In an interview Sunday, August 6, with NBC’s “Meet the Press” the California Governor (who is himself a former Jesuit novice) said, “I’d say, look, even on the abortion issue, it wasn’t very long ago that a number of Catholic Democrats were opposed to abortion,” Mr. Brown said on NBC’s “Meet the Press.” “So the fact that somebody believes today what most people believed 50 years ago should not be the basis for their exclusion.”
According to the Washington Times:
Mr. Brown said that the Democratic base is “shifting” and includes environmentalists, gun owners, “pro-choice people,” and religious fundamentalists—”not very many, but they’re there.”
“In America, we’re not ideological. We’re not like a Marxist party in 1910,” Mr. Brown said. “We are big tent by the very definition.”
The Governor’s statements follow a string of heatedly contested opinions following Clinton’s loss in the 2016 election. Since that time Democrats have debated and over whether pro lifers should be welcomed into the Party in order to have more broad representation to better win elections. Pro life Democrats represent roughly 23-24% of the Democratic base.
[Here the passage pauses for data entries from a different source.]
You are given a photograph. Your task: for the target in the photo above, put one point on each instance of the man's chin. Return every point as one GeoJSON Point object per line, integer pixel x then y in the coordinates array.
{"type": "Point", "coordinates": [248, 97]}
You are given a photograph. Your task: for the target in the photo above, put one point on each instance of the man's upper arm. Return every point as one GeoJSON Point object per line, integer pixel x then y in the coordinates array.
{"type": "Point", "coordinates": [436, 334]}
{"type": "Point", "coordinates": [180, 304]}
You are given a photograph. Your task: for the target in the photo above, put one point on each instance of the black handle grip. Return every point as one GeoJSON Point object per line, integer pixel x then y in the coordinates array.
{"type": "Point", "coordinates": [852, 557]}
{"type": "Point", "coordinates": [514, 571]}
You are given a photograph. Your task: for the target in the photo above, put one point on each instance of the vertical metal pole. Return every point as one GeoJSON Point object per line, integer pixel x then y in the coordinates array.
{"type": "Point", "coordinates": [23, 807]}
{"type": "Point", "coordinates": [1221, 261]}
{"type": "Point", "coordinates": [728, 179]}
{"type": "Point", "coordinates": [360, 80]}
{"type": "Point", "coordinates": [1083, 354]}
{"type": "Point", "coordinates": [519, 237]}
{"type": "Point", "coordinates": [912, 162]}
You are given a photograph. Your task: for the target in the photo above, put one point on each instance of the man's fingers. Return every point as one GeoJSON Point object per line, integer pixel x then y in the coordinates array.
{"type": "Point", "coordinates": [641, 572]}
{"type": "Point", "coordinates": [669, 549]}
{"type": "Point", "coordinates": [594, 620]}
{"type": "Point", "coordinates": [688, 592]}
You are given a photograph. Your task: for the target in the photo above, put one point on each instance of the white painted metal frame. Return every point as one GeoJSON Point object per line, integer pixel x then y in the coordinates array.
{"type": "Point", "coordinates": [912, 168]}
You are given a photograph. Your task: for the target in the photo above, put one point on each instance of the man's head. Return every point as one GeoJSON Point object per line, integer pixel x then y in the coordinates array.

In April of 2017 Tom Perez, then DNC Chairman, drew a proverbial “line in the sand” when he infamously stated that “Every Democrat, like every American, should support a woman’s right to make her own choices about her body and her health. That is not negotiable and should not change city by city or state by state.”
Kristen Day, executive director of Democrats for Life of America,called Perez’s comments “stunning.” According to Catholic News Agency:
Perez made the abortion issue “non-negotiable” for Democrats, Day continued, and was “strong-arming” party members “to step away from their conscience and not support the pro-life position anymore.”
Not soon after this House Minority Leader Nancy Pelosi countered this position, saying on MSNBC that “ff course” Democrats can be pro-life. According to Catholic News Agency:
Illinois Senator Dick Durbin backed Perez’s statements. According to the Daily Caller, Durbin stated:
“I am committed to women’s rights under the law, reproductive rights certainly, and our party is [committed],” Durbin said in an appearance on CNN. “We’ve made that part of our platform and position for a long, long time. I know within the ranks of the Democratic Party there are those who see that differently on a personal basis, but when it comes to the policy position, I think we need to be clear and unequivocal.”
Abortion groups such as Planned Parenthood and NARAL supported Perez’s comments. “Throwing weight behind anti-choice candidates is bad politics that will lead to worse policy,” said Mitchell Stille, who oversees campaigns for NARAL Pro-Choice America, according to The Hill, “The idea that jettisoning this issue wins elections for Democrats is folly contradicted by all available data.”
Senate Minority Leader Chuck Schumer responded to Perez’s comments saying that the party is “strongly pro-choice,” but remains a “big-tent party.”
The Democratic Party is extremely divided on this issue of abortion. The Atlantic reports:
“I couldn’t disagree more with what Tom Perez said, I think it’s not correct that our party should have litmus tests about who wants to join our party,” Democratic Senator Claire McCaskill of Missouri, who has a 100 percent rating from Planned Parenthood Action Fund’s congressional scorecard and represents a state Donald Trump won, said in an interview. “We may disagree on various issues, and I just don’t think we should say ever anyone is not welcome in our party based on one of those issues.”
“What Mr. Perez said makes no sense to me. This is a deeply personal issue, and we should be about respecting one another,” Indiana Democratic Senator Joe Donnelly, who identifies as pro-life and has a 60 percent Planned Parenthood rating, said in an interview.
“I don’t know why we would want to start walking away from folks, like myself, who have a personal conviction on the pro-life issue,” Donnelly said. “We ought to be able to include everyone, as opposed to saying ‘no, we don’t want these folks, even though they fight with us on jobs, even though they fight with us for economic rights, even though they fight with us on healthcare.’ It just seems to me to be very, very short-sighted.”